Et puis on a franchi le cap de l'overdose : personne ne trouve anormal que cinquante jeux sortent chaque année sur un seul personnage. Je t'ai parlé de notre projet de poupée gonflable ?
- Non... mais là j'ai une idée révolutionnaire...
- On lui change la couleur de sa salopette ?
- Non parc...
- Quoi ? On le rajeunit en lui faisant un bouc et un piercing à l'arcade ?
- On met Princess Peach en avant.
- Prin... Princess quoi ?
- La blonde, là, celle qui se fait toujours enlever.
- Et cette fois, elle partirait avec un plombier polonais ?
- Non. Elle serait l'héroïne.
- ... Mais... pourquoi ?
- Efficacité. Rentabilité. Conquête du créneau féminin. Esthétique kawaï. Progression du marché de la DS.
- Vu comme ça, d'accord, mais ça ne risque pas de faire un peu gadget ? On a déjà fait le coup aux gamers avec Luigi comme héros et ils ont bien compris que question gameplay, remplacer Mario n'apporte rien.
- C'est là que mon idée devient géniale. Princess Peach serait dominée par ses émotions, et en touchant l'écran tactile, on pourrait lui débloquer de supers pouvoirs. La joie pour voler, la colère pour brûler comme dans Dragon Ball, les larmes pour pleurer, et le calme pour se régénérer. Pour le reste, on ne change rien : jeu de plate-forme, Bowser comme méchant, et des Koopas dans tous les sens.
- Mais les nanas ne risquent pas de gueuler si on leur sert une héroïne dont le pouvoir est de pleurer ?
- C'est là que mon scénario rattrape le coup. Bowser aurait volé un sceptre des émotions et aurait rendu tout le monde cyclothymique - méchants comme gentils, tous super gais, ou super énervés, ou en larmes. Bowser enlève Mario, et quand Peach rentre de son shopping, elle s'aperçoit du drame et part à sa recherche. Inversion du scénario classique. Grandiose coup de buzz.
- Et ça ne va pas se voir que Princess Peach sera hystérique même sans avoir été touchée par le sceptre des émotions ?
- Ne vous inquiétez pas, patron, les journalistes seront tellement scotchés par le scénario-événement qu'ils ne poseront pas de question. Quelques féministes brûleront peut-être un pad ou deux, mais ça nous fera de la pub. Le principal atout de mon idée, c'est que côté marketing on n'aura besoin d'aucun budget.
- Ah, ouais, sympa. Mais en développement, s'il faut faire du tactile, ça va demander un gros effort ?
- Bof, Super Princess Peach, ce serait avant tout une vitrine de l'univers Mario.
- Tu penses qu'on pourrait refourguer les stages habituels, avec le désert, le château hanté, le glacier ?

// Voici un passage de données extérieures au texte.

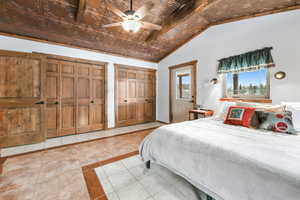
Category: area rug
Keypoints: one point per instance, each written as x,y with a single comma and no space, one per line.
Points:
126,178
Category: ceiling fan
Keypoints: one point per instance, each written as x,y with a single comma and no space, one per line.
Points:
132,19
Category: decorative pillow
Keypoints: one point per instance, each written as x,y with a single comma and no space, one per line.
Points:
294,107
238,115
223,109
276,121
262,106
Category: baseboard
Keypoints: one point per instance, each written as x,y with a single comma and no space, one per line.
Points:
65,145
162,122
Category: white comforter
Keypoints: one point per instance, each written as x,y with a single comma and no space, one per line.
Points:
228,162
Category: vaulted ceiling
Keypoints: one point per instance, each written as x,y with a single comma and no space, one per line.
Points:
79,22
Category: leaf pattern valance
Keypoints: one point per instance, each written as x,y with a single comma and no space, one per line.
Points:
250,61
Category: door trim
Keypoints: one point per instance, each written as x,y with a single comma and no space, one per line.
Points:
192,63
116,67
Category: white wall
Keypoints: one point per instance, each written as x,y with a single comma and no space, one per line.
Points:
14,44
280,31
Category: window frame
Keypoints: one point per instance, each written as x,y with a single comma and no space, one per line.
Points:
267,96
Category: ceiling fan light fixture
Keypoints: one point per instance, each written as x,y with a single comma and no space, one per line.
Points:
131,25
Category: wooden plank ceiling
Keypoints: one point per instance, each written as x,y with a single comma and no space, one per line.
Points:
79,22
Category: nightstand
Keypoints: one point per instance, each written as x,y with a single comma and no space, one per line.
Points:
203,112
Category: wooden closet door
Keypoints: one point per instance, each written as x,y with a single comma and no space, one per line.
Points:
52,95
84,97
98,98
121,94
68,98
150,89
21,99
131,97
140,96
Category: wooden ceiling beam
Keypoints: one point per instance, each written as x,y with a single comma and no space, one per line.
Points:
256,15
81,9
199,6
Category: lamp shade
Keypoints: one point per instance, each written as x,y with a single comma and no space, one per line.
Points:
280,75
131,25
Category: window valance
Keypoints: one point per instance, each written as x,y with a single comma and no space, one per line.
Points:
254,60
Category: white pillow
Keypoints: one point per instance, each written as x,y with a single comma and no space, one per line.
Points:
262,106
223,109
294,107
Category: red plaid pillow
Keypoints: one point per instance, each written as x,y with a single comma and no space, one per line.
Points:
238,115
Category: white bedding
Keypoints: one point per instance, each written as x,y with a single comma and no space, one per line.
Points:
228,162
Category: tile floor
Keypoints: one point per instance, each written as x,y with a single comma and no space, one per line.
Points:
128,179
56,174
59,141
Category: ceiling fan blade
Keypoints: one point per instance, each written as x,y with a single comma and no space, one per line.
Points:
112,25
148,25
142,11
116,11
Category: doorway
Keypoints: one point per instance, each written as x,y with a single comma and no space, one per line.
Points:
182,90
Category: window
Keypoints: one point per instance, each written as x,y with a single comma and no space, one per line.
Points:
184,86
254,84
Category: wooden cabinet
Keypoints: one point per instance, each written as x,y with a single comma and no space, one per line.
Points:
135,95
44,96
75,97
21,99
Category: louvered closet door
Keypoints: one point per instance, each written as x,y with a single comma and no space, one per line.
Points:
140,96
121,94
98,98
68,98
21,98
150,105
135,92
131,97
84,97
52,94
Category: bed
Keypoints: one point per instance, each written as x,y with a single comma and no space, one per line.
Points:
228,162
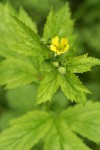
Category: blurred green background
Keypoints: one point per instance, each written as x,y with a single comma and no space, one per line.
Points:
86,14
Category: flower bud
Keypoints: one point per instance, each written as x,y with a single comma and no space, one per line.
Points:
62,70
55,64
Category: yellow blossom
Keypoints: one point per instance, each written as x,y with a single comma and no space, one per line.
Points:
59,47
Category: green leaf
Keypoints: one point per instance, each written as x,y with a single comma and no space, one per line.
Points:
29,43
22,99
23,16
26,131
51,127
84,120
81,64
22,38
15,73
48,87
73,88
59,23
60,137
7,29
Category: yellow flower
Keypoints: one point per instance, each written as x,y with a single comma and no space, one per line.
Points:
59,47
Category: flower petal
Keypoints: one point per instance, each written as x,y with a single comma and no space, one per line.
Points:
55,41
64,41
53,48
66,48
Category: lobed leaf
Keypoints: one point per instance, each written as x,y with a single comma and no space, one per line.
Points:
48,87
20,36
15,73
81,64
84,120
26,131
73,88
60,137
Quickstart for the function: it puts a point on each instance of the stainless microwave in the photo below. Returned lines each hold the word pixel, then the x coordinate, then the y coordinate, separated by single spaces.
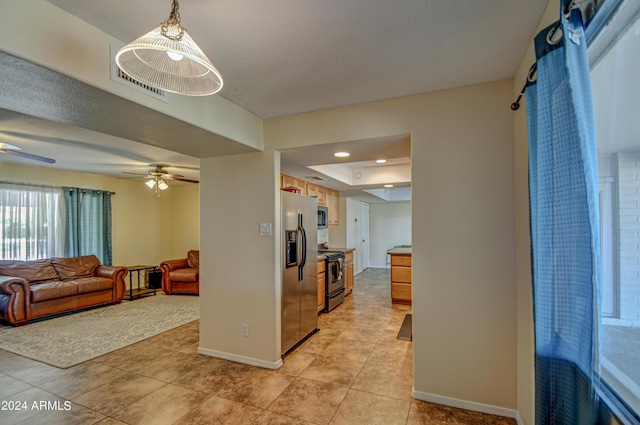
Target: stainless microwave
pixel 323 217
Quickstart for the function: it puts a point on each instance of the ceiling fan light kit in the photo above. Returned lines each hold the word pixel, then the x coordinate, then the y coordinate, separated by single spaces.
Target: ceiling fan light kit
pixel 167 58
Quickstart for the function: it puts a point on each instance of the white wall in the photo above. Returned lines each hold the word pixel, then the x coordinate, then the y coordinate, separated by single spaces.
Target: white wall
pixel 389 225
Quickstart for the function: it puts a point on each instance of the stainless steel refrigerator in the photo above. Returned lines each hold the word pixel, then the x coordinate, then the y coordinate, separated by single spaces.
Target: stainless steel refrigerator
pixel 299 269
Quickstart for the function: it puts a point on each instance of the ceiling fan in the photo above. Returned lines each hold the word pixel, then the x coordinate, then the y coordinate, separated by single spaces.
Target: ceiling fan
pixel 158 176
pixel 16 151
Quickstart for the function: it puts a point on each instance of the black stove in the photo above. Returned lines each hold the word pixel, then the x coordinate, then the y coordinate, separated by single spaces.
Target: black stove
pixel 334 279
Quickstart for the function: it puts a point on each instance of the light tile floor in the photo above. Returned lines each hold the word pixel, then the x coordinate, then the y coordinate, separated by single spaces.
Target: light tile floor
pixel 354 371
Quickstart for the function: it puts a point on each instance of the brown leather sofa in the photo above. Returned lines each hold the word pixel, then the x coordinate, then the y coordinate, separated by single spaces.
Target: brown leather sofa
pixel 33 289
pixel 183 275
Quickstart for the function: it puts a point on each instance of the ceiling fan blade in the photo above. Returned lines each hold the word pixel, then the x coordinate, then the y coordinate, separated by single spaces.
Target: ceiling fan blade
pixel 180 179
pixel 28 156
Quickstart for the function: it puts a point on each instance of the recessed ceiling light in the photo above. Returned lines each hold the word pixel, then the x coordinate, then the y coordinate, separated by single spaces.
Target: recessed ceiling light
pixel 9 147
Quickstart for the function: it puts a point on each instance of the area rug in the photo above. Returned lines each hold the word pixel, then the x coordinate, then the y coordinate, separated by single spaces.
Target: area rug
pixel 72 339
pixel 406 331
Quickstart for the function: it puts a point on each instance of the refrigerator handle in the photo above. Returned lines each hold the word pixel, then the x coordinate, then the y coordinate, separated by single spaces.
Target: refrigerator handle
pixel 301 248
pixel 304 247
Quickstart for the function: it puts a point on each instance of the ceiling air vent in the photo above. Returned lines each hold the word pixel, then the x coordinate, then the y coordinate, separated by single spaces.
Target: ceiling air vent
pixel 119 76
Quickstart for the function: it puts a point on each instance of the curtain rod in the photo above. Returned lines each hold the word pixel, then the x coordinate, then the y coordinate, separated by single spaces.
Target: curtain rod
pixel 571 4
pixel 50 186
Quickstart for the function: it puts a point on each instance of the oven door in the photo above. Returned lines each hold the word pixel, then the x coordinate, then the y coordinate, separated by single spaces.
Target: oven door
pixel 335 275
pixel 333 300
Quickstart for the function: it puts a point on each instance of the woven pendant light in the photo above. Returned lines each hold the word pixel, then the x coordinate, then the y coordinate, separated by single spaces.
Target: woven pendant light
pixel 167 58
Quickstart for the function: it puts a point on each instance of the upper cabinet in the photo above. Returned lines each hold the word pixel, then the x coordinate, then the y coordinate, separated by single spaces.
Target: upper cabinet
pixel 317 191
pixel 326 197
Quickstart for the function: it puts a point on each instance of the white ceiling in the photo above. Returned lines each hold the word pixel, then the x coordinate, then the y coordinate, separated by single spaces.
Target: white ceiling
pixel 282 57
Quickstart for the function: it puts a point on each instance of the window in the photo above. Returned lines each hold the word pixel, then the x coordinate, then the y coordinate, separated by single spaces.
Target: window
pixel 32 222
pixel 615 62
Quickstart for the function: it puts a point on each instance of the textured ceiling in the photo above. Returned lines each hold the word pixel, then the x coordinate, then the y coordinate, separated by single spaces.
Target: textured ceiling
pixel 282 57
pixel 277 57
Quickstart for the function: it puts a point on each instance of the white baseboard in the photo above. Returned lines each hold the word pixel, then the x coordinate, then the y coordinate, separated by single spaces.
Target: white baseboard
pixel 240 359
pixel 467 405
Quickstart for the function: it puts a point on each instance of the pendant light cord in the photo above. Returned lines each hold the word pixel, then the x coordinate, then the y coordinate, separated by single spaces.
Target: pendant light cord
pixel 173 20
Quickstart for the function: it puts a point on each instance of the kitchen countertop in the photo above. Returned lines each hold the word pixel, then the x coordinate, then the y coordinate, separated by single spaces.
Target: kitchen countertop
pixel 399 251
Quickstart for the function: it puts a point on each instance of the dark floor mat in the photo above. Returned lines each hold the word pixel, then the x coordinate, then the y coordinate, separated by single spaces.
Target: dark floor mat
pixel 405 330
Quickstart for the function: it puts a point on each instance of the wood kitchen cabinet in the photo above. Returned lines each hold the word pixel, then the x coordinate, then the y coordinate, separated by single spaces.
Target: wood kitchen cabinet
pixel 321 285
pixel 348 273
pixel 317 191
pixel 401 275
pixel 290 181
pixel 326 197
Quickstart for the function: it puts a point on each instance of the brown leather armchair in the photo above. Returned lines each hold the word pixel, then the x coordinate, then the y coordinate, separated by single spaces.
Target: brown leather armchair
pixel 183 275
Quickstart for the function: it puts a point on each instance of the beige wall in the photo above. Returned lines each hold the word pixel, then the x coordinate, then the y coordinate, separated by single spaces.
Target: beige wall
pixel 185 219
pixel 526 371
pixel 46 35
pixel 464 273
pixel 389 225
pixel 144 226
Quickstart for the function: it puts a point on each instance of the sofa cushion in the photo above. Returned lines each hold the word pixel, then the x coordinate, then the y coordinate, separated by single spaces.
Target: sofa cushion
pixel 184 275
pixel 92 284
pixel 52 290
pixel 193 259
pixel 32 271
pixel 75 267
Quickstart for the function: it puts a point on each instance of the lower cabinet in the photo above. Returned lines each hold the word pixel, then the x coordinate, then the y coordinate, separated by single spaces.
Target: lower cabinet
pixel 401 278
pixel 321 285
pixel 348 273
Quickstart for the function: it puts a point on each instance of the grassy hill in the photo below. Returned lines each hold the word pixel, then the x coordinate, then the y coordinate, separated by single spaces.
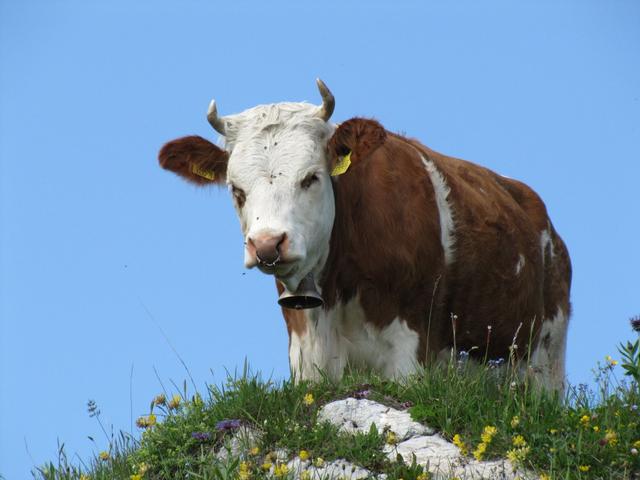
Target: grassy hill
pixel 488 410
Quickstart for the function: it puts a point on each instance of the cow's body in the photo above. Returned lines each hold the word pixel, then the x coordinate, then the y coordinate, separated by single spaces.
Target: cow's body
pixel 424 253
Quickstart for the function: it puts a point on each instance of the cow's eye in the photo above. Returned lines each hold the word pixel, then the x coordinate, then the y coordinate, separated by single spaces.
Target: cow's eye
pixel 239 196
pixel 308 180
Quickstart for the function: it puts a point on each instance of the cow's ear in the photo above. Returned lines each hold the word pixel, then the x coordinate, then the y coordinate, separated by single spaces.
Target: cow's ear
pixel 353 141
pixel 195 159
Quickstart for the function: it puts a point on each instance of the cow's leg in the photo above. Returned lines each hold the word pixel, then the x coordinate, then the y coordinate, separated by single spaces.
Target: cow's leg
pixel 547 362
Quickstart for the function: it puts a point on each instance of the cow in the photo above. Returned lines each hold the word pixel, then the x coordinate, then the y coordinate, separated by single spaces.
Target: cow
pixel 414 253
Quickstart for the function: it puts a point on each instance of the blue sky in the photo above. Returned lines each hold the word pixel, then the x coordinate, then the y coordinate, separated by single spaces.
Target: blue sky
pixel 101 251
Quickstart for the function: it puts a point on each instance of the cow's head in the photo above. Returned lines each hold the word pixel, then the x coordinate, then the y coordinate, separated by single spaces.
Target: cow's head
pixel 277 168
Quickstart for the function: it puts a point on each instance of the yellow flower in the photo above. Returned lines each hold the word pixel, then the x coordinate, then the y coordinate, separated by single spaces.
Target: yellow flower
pixel 457 441
pixel 519 441
pixel 611 437
pixel 281 470
pixel 488 433
pixel 175 402
pixel 391 438
pixel 478 453
pixel 515 421
pixel 517 455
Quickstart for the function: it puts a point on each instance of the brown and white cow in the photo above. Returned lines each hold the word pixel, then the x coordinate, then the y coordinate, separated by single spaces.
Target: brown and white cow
pixel 407 244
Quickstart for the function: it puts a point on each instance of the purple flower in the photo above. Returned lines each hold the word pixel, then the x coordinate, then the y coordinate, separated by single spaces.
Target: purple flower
pixel 228 425
pixel 201 436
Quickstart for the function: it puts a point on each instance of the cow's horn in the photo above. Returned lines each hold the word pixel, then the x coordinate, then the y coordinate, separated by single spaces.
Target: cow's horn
pixel 216 122
pixel 306 296
pixel 328 101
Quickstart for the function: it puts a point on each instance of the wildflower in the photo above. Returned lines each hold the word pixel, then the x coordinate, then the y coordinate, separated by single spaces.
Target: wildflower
pixel 391 438
pixel 457 441
pixel 584 420
pixel 175 402
pixel 519 441
pixel 488 433
pixel 611 437
pixel 244 471
pixel 480 450
pixel 201 436
pixel 515 421
pixel 228 425
pixel 518 455
pixel 151 420
pixel 280 470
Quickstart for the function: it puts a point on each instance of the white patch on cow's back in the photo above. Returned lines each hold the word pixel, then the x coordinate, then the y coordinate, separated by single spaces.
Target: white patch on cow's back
pixel 341 336
pixel 445 211
pixel 520 264
pixel 548 357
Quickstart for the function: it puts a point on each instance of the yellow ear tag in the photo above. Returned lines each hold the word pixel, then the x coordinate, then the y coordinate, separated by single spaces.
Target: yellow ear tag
pixel 201 172
pixel 342 165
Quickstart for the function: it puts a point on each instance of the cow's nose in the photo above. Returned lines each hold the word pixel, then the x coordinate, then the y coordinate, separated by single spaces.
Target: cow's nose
pixel 267 248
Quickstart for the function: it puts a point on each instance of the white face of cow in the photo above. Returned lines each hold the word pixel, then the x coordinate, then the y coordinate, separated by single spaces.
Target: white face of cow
pixel 278 175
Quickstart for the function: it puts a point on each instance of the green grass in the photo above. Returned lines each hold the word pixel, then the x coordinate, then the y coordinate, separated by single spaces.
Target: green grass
pixel 588 434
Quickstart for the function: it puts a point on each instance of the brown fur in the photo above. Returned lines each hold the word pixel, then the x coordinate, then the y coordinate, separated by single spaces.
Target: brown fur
pixel 182 154
pixel 386 246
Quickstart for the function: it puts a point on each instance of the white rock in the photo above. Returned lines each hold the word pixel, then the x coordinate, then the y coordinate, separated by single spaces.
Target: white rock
pixel 357 415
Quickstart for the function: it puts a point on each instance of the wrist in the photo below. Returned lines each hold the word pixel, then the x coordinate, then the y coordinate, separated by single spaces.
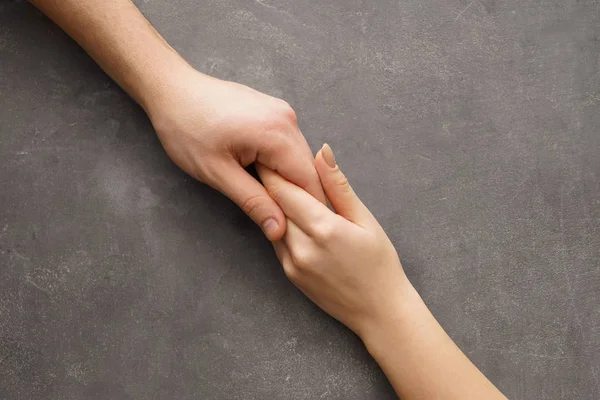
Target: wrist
pixel 158 86
pixel 407 319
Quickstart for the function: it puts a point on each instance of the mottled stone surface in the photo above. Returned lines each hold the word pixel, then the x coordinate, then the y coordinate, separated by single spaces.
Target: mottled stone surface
pixel 471 129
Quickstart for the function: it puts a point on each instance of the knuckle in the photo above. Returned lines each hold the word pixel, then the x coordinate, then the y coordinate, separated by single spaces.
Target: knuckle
pixel 291 272
pixel 273 191
pixel 325 231
pixel 302 257
pixel 251 204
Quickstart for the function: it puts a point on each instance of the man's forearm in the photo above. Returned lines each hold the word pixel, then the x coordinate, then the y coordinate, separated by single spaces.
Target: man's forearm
pixel 121 40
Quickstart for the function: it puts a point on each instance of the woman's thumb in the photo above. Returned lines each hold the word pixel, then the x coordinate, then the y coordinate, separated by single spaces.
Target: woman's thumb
pixel 337 189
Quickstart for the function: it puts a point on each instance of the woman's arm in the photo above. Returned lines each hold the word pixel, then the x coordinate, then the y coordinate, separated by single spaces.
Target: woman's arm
pixel 346 264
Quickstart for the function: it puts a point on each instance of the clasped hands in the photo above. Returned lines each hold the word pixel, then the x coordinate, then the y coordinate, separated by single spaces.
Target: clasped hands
pixel 341 259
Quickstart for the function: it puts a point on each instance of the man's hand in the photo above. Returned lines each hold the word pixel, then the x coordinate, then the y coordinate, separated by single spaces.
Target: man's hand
pixel 212 129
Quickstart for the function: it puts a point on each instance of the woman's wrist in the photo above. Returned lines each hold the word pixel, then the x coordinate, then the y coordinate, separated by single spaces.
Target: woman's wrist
pixel 406 318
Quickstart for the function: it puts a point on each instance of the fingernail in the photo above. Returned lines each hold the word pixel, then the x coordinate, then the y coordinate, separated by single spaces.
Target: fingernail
pixel 328 155
pixel 270 227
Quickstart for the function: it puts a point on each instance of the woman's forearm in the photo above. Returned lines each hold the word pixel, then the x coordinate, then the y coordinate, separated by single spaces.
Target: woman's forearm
pixel 120 40
pixel 420 359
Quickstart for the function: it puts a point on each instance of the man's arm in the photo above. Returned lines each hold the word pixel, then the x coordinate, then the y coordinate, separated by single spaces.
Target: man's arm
pixel 210 128
pixel 121 40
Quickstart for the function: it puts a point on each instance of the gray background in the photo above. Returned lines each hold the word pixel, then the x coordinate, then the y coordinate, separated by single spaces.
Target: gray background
pixel 471 129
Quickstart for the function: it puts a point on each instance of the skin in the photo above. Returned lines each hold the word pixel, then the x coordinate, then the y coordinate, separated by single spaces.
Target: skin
pixel 345 263
pixel 210 128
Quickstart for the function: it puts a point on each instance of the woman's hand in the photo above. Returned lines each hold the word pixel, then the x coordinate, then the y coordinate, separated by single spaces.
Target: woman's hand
pixel 343 260
pixel 346 264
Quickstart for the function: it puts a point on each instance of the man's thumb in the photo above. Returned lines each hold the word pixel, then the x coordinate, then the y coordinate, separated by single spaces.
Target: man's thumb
pixel 237 184
pixel 337 189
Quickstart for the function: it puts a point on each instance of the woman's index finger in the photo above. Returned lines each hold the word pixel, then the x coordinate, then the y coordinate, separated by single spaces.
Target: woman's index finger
pixel 297 204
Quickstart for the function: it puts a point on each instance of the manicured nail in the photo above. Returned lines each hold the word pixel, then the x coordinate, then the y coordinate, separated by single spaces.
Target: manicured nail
pixel 270 226
pixel 328 155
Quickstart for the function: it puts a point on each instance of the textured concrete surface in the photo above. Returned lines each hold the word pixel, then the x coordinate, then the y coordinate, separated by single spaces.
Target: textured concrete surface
pixel 471 129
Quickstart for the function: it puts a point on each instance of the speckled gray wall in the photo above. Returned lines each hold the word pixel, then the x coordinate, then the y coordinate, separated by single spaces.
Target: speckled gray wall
pixel 470 128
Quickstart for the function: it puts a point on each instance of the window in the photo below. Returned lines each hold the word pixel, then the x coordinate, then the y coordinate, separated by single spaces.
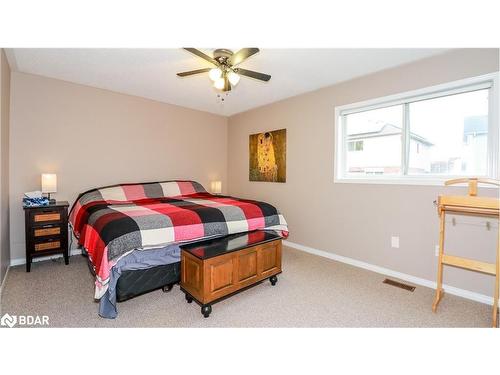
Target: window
pixel 355 146
pixel 425 136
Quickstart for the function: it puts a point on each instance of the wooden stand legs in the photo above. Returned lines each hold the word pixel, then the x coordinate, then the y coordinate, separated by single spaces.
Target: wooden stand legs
pixel 439 287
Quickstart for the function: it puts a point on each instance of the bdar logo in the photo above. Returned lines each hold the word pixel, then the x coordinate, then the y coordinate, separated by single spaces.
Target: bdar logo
pixel 8 320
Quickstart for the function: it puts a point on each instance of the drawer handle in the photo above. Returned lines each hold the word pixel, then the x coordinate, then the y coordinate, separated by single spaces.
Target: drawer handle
pixel 47 231
pixel 47 245
pixel 48 217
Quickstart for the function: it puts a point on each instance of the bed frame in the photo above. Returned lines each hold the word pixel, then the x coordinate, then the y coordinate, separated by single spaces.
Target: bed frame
pixel 133 283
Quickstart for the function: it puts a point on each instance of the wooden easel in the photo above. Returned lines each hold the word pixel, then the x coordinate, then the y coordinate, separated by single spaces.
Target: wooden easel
pixel 468 205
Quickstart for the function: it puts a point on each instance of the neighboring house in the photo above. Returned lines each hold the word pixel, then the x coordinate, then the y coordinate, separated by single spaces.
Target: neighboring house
pixel 473 154
pixel 365 156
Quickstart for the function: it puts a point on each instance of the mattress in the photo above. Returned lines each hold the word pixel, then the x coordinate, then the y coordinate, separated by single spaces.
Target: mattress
pixel 136 282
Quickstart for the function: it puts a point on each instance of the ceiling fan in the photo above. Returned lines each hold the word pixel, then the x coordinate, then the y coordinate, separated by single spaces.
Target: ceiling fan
pixel 226 72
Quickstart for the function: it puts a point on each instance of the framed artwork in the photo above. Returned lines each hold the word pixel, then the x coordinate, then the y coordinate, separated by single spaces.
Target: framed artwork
pixel 268 156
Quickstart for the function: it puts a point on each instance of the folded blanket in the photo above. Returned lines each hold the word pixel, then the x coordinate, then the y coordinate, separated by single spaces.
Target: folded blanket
pixel 136 260
pixel 111 222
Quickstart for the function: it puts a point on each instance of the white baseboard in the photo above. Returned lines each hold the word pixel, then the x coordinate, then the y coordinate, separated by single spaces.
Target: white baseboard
pixel 20 261
pixel 398 275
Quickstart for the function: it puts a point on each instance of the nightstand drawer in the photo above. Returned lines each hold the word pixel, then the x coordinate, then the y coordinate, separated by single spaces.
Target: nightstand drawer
pixel 46 216
pixel 48 245
pixel 47 230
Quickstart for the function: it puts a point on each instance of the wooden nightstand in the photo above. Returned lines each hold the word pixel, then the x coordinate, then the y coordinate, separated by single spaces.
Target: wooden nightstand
pixel 46 231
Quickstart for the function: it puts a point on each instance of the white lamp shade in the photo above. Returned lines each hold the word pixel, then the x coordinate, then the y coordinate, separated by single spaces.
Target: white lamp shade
pixel 216 187
pixel 215 74
pixel 219 83
pixel 49 183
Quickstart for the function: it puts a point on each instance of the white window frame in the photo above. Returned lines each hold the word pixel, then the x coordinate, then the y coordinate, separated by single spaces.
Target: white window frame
pixel 490 81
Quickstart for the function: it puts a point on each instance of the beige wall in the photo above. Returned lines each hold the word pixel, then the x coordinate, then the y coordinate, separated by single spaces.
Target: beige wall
pixel 4 164
pixel 92 137
pixel 357 220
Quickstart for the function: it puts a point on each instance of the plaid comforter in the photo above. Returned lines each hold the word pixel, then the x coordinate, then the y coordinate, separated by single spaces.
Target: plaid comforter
pixel 111 222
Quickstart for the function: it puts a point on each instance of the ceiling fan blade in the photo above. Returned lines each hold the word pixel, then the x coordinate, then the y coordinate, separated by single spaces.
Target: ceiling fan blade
pixel 191 72
pixel 198 53
pixel 242 55
pixel 252 74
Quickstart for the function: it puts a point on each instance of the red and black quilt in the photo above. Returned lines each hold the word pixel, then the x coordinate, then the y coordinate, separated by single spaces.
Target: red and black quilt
pixel 111 222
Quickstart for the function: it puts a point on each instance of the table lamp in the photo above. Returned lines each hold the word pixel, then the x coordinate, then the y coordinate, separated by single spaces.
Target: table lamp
pixel 49 185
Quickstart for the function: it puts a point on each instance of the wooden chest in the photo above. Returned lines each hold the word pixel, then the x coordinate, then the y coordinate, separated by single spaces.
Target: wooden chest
pixel 216 269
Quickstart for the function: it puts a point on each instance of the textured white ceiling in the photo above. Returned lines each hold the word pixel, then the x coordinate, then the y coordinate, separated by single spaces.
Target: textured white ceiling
pixel 151 73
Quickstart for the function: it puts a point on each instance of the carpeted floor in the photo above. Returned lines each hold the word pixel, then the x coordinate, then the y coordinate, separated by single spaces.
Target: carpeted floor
pixel 311 292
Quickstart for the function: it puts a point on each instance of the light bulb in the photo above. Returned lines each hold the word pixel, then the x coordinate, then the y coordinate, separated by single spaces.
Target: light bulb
pixel 215 74
pixel 233 78
pixel 219 83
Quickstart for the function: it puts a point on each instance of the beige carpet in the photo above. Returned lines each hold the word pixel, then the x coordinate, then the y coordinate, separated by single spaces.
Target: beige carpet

- Oui, sans souci. On ressort les vieux graphismes, la 2D, une prise en main ultrasimple et efficace, huit niveaux que n'importe quel mongol pliera en huit heures, quelques mini-jeux, le tout vendu 40 euros, et avec l'argent vous vous payez une nouvelle villa de 30 000 mètres carrés. Vous savez bien que les hardcore gamers préfèrent croire qu'on a un univers plutôt qu'on manque d'imagination. Les fans de oldies suivront de toute façon. Et les jeunes y verront un bon moyen de se raccrocher à l'histoire du jeu vidéo. Avec Super Princess Peach, on gagne sur tous les tableaux.
- Pas mal. Tu sais que tu me plais, toi ?
- Patron, je...
- Non, ne dis rien. La poupée gonflable Mario, je l'ai sur moi. Tu veux la tester en exclusivité ?
- Je...
- Teste-la. Maintenant.
- Patron, je voudrais une augmentation.
- Tu sens comme sa moustache est souple ? C'est du nylon. Parce que la qualité Mario, c'est Super Princess Peach, mais c'est aussi une bonne moustache bien virile, quand il le faut.
L'enregistrement s'arrête ici. Notre informateur est encore en thérapie au jour d'aujourd'hui. Un autre brave est tombé, au nom du journalisme total.